SeqCrawler integrates many open source products. Very extensible by nature, a server can be decomposed in a number of feature blocks.
Each block should be assigned at least 1 cpu (or core) for production systems and 1GB of RAM. Of course, depending on indexation needs (and components), lower or higher configurations will be used.
For a look at indexation process, look at CrawlerIndex.

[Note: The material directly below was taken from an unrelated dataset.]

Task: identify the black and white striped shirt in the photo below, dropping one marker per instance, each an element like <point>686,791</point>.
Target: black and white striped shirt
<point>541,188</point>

The Solr index supports index sharding e.g. the split of an index in several smaller parts. This is totally transparent in the query. Solr defines some request handlers with default parameters. Though sharding can be specified at request time, we specify it in the configuration file (solrConfig.xml) to ease the query.
If no shard is specified, the Solr instance will at its local index. If shards are set, it will look at the specified instances, which can include itself.
SeqCrawler can store raw sequence data in a NOSQL backend storage (transcript, raw dna) from a GFF/Fasta file. Large data are splitted in lower size documents by the indexer. The structure of a document in the backend is an object accessible with a unique identifier. It is a JSON object:
Example: { "_id" : "BX1234" , "metadata" : " this is a gene" , "shards" : [ "shardid1", "shardid2" ] , "content" : "acgt" }
SeqCrawler provides a basic web interface, dataquery.html, to query the storage.
It can be queried via simple HTTP GET request with parameters:
Dataquery.html will take in charge of assembling the data with internal data shards.